Thanks, great article…

Your articles have been a great resource! I do have one issue though… When an AD user logs into an AD domain member linux host the home directory automounts correctly; however, that user cannot use VNC. An input/output error is recorded and the gnome session does not start properly. I am guessing that it is a permissions issue since by moving the password file to a directory other than home solves the problem.

Any thoughts?

As others have said, these are excellent articles and got me up and running in no time. However, something I haven’t seen addressed is annoyingly slow access to shares mounted on a linux client to a Windows host using NFS. I don’t know if it’s just that the MS implementation of NFS is very slow, or what. It can’t be my network hardware, as it’s wall-to-wall GigE, and all other protocols between these boxes are as expected.

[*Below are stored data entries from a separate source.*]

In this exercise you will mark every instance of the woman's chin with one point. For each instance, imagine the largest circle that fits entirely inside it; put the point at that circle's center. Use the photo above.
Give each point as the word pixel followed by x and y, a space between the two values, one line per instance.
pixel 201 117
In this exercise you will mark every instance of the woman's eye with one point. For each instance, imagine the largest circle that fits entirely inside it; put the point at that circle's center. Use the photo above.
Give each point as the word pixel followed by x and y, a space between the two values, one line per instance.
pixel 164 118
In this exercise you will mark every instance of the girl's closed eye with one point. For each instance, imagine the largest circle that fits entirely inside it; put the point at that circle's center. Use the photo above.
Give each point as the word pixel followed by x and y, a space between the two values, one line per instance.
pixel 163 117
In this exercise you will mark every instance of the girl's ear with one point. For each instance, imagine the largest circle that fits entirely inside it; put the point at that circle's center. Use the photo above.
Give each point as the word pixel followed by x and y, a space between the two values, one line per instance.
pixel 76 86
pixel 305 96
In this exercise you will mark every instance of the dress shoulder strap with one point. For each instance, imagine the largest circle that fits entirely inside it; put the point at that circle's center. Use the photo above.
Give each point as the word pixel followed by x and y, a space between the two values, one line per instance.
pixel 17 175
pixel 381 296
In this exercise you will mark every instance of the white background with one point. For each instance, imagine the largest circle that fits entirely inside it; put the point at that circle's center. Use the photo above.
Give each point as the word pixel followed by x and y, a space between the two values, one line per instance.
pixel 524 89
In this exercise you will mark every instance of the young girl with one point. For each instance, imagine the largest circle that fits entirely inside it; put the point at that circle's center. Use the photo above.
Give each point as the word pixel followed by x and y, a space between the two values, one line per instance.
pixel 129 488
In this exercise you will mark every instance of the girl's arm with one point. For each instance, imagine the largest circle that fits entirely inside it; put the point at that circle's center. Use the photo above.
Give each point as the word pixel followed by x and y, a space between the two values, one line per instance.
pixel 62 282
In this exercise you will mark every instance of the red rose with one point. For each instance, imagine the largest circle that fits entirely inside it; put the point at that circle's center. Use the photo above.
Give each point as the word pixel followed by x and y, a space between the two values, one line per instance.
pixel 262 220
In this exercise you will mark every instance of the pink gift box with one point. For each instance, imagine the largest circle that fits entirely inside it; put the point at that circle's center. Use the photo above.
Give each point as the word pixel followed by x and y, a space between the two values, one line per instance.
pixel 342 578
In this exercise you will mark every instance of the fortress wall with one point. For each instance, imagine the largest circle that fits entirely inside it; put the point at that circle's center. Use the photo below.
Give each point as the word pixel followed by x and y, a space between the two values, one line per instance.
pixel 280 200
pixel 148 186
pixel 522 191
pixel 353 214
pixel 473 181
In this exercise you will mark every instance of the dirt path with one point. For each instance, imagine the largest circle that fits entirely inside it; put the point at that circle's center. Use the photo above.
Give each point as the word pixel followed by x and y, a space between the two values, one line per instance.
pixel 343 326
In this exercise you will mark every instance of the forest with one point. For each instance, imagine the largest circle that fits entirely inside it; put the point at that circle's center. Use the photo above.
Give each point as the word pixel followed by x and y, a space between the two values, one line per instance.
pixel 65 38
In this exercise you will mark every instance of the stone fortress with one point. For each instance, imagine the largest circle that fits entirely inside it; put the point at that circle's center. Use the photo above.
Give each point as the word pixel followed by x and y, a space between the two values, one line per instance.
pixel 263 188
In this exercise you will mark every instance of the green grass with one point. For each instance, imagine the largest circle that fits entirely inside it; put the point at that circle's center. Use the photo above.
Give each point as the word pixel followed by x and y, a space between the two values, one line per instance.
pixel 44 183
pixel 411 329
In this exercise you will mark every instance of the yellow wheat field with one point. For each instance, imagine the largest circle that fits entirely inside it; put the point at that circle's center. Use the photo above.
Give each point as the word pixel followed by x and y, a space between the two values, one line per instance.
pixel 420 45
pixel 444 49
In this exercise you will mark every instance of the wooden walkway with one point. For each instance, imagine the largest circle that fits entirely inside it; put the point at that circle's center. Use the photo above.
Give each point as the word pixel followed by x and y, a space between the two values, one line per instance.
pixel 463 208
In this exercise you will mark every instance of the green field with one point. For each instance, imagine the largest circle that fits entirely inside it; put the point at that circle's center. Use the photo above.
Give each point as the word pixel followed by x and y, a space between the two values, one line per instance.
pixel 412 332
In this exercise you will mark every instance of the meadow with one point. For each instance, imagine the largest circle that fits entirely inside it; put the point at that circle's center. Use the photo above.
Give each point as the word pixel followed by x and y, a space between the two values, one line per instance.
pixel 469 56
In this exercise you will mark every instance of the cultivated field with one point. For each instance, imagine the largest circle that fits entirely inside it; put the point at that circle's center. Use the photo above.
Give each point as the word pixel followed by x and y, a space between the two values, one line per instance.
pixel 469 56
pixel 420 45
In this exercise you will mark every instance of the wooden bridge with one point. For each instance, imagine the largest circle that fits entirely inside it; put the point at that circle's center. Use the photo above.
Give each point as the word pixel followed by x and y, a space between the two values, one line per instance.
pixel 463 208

Here are some examples from within a user homedir that is mounted via NFS from my Win2003R2 file server:

-bash-3.00$ time ls
1234

real 0m1.504s
user 0m0.001s
sys 0m0.001s
-bash-3.00$ time mkdir 4321

real 0m3.021s
user 0m0.000s
sys 0m0.000s
-bash-3.00$ time cd 4321

real 0m3.009s
user 0m0.000s
sys 0m0.000s

Any ideas?

Scott,

Thanks for the suggestion. I’ve done just that, and I’m sure it will help with other areas. However it doesn’t appear to have much of an affect on this particular source of NFS slowness:

-bash-3.00$ time ls

real 0m5.986s
user 0m0.000s
sys 0m0.002s
-bash-3.00$ time mkdir 1111

real 0m1.494s
user 0m0.000s
sys 0m0.001s
-bash-3.00$ time cd 1111

real 0m1.496s
user 0m0.000s
sys 0m0.000s

One puzzling bit is that I’ve seen quite a few blog/forum posts about this kind of slowness, but no definitive explanation or remedy.

My slowness issue has gone away. Still no idea why. If anybody else ever has this issue, I’ll tell you the steps I took to resolve it:

1) Whine on someone’s well-thought-out blog post.
2) Contact someone at Microsoft for their opinion.
3) Wait a few days, but change nothing.

VOILA, it’s fixed.

Joking aside, did Chris W. ever determine what permissions issue was stopping VNC server from starting? I’m in the same boat now.

it’s not the problem of permission but the fact that VNC is creating a file name with colon (:) in it, and windows won’t allow colon in the filename. Anyone have a fix?